The State Department reports that the involvement of the security forces in such abuses has actually declined in recent years, particularly since a notorious Army intelligence unit was disbanded in May 1998. But the decline has been accompanied by a significant increase in human rights violations perpetrated by paramilitary death squads.

That's no coincidence. For decades, Colombian security forces have worked hand-in-hand with paramilitaries, who also oppose insurgent guerrillas -- supplying personnel, intelligence, "black lists" and even backup on the battlefield. But public criticism and a law passed by Congress withholding U.S. aid from human rights violators have made the Colombian government sensitive to allegations of abuse. The result: "Now the paramilitaries do their dirty work," says Robin Kirk, Colombia researcher for Human Rights Watch. The dirty war has been outsourced.

Over the next few weeks, as Congress debates proposals for increasing military aid, human rights workers say lawmakers should keep these links in mind.

"There are mountains of evidence" of collaboration, says Carlos Salinas, Latin America advocate for Amnesty International. "And it happens to this day," he adds, citing a June incident when FARC guerrillas attacked a region controlled by Carlos Castaqo, the notorious leader of a right-wing paramilitary alliance, and the Colombian army airlifted soldiers to the region to combat the guerrillas.

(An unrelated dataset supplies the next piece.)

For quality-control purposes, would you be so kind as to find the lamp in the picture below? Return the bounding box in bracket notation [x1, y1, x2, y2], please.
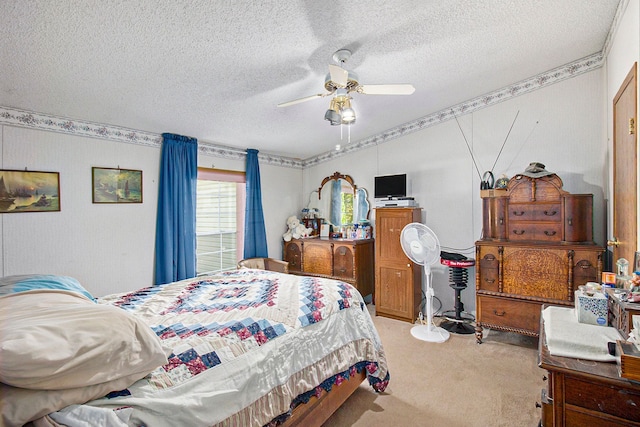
[340, 98, 355, 124]
[324, 93, 356, 125]
[324, 97, 341, 125]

Congress' own research service published a report last month noting that such collaboration continues.

"The only people who don't seem to know about it are Colombian and U.S. officials," Amnesty's Salinas says.

Another chilling specter haunting military-centric aid proposals is that paramilitary groups have proven ties to the drug trade. The Drug Enforcement Administration last winter identified Castaqo himself as a trafficker. Castaqo has even admitted he has accepted money from coca growers, although he insists he is not a drug trafficker. "It's the money that finances the FARC," he told a reporter for the Colombian daily El Espectador. "I have to take that money from the FARC and finance myself."

That's why winning the war against the guerrillas -- whether on the battlefield or at the negotiating table -- will do little to stem the flow of drugs into the United States. The drug trade is notoriously resilient. The guerrillas are just the traffickers' "defenders of the moment," as the Center for International Policy's Isacson puts it. Get rid of the guerrillas tomorrow, and the drug lords will simply create their own private armies, as they did in the 1980s. Or maybe they'll offer Castaqo the job.

Increasing U.S. aid to Colombia's military without a plan to deal with the paramilitaries amounts to giving the death squads a free lunch. Even providing assistance only to battalions whose members have been vetted for past human rights abuses and paramilitary links -- as has been proposed -- will not prevent future abuses unless Pastrana also gets serious about prosecuting those who violate humanitarian law. And the proposals currently on the table in Washington would do little to help him do so.

"The United States," says Isacson, "is about to make an enormous mistake."